Sarah T. Roberts, an associate professor at UCLA and the faculty director of the UCLA Center for Critical Internet Inquiry, began actively using Mastodon on October 30, shortly after Musk took over Twitter. (She had another account, she said, but hadn't really gotten into it until recently because of the popularity of Twitter among academics.)
Roberts worked as a staff researcher at Twitter earlier this year while she was on leave from UCLA. She said she was inspired to start using Mastodon because she was worried about how content moderation on Twitter would change with Musk in charge. She suspects that some newcomers are simply tired of social media companies that collect a lot of user data and are primarily motivated by advertising.

She also mentioned that Twitter users may migrate to Mastodon because its user experience is very similar to Twitter's. Many of Mastodon's features and layout (particularly in its iOS app) will be familiar to current Twitter users, albeit with slightly different verbiage: you can follow others, create short posts (with a 500-character limit and the ability to upload images and videos), favorite or repost other users' posts, and so on.

"It's about as close as you can get," she admitted.
Feeling like a newcomer to social media?

I've been using Twitter since 2007, but as more of the people I follow on the social network began posting their Mastodon usernames in recent weeks, I became intrigued. This week, I decided to give Mastodon a try.

There are some significant differences, particularly in the network configuration. Because Mastodon accounts are hosted on a variety of different servers, the costs of hosting users are distributed among a variety of people and groups. However, this means that users are dispersed throughout the network, making it difficult to locate people you knowosRochko compared this setup to having multiple email providers, such as Gmail and Hotmail.

This means that no single person or company has control over the entire network, but it also introduces some new complexities for those of us used to Twitter, a product that has also been criticized over the years for being less intuitive than more popular services like Facebook and Instagram.

To sign up on Mastodon, for example, you must first join a specific server, some of which are open to anyone and some of which require an invitation (you can also run your own server). The nonprofit that runs Mastodon is no longer adding new users to Mastodon.social. I'm currently using mstdn.social, which is also where I sign in to use Mastodon on the web.

You can follow any other Mastodon user, no matter which server they're on, but you can only see lists of who follows your Mastodon friends or who they follow if they're on the same server as you (I realized this while trying to track down more people I know who recently signed up).

At first, it felt as if I were starting over as a total newcomer to social media. According to Roberts, it looks and functions similarly to Twitter, and the iOS app is simple to use.

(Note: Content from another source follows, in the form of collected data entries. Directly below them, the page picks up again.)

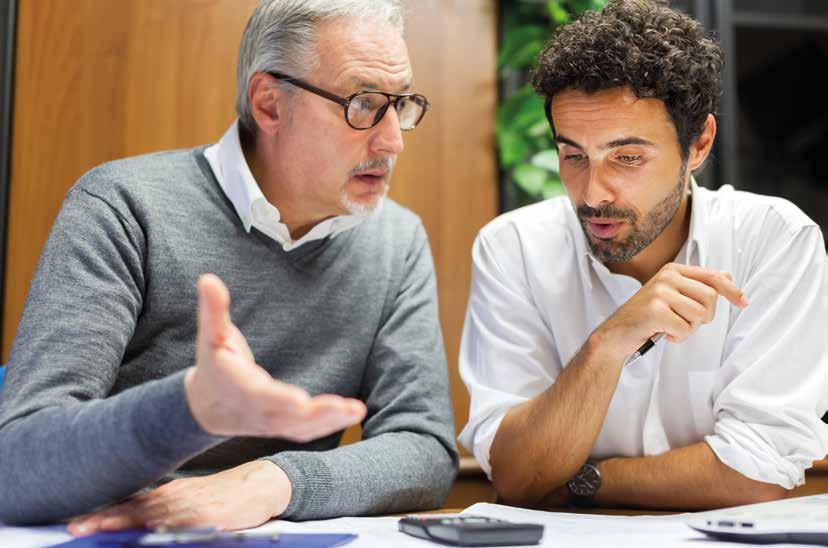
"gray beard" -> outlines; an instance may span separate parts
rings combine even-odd
[[[615,206],[593,208],[588,205],[579,206],[576,213],[581,228],[586,236],[592,254],[602,263],[624,263],[638,255],[644,248],[653,243],[667,228],[681,206],[684,196],[684,182],[687,175],[687,162],[682,162],[678,183],[661,202],[638,222],[638,215],[628,209],[619,209]],[[585,218],[607,217],[624,219],[632,225],[632,231],[622,241],[607,241],[593,239],[587,228]]]

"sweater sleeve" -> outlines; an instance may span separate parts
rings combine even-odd
[[[193,419],[184,372],[108,397],[141,313],[137,223],[76,186],[46,243],[0,397],[0,521],[89,512],[219,441]]]
[[[422,225],[390,301],[362,385],[362,441],[330,451],[269,457],[292,484],[285,519],[438,508],[458,454],[437,310],[434,265]]]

However, unlike Twitter, where I can easily interact with a large audience, my Mastodon network has only a few hundred followers. Suddenly, I had no idea what to post ea feeling that never bothers me on Twitter, perhaps because the network's size makes any post feel less significant. I quickly recovered, realizing that the smaller scale of Mastodon can be calming in comparison to Twitter's never-ending stream of stimulation.
A social media escape route

But I'm not quite ready to delete my Twitter account; Mastodon serves as a sort of social-media safety net in case Twitter becomes too much for me.

Roberts hasn't decided whether or not to close her Twitter account, but she was surprised by how quickly her Mastodon following grew. She has over 1,000 Mastodon followers in less than a week after signing up and informing her nearly 23,000 Twitter followers.

"People might not want to be caught on Twitter pretty soon," she predicted.

Starting over can be enjoyable in some ways.

"I wondered, 'What will it be like to start over?'" she said. "That's interesting; oh, that person is here!" "Here comes so-and-so!" I'm glad they're here so we can all be together.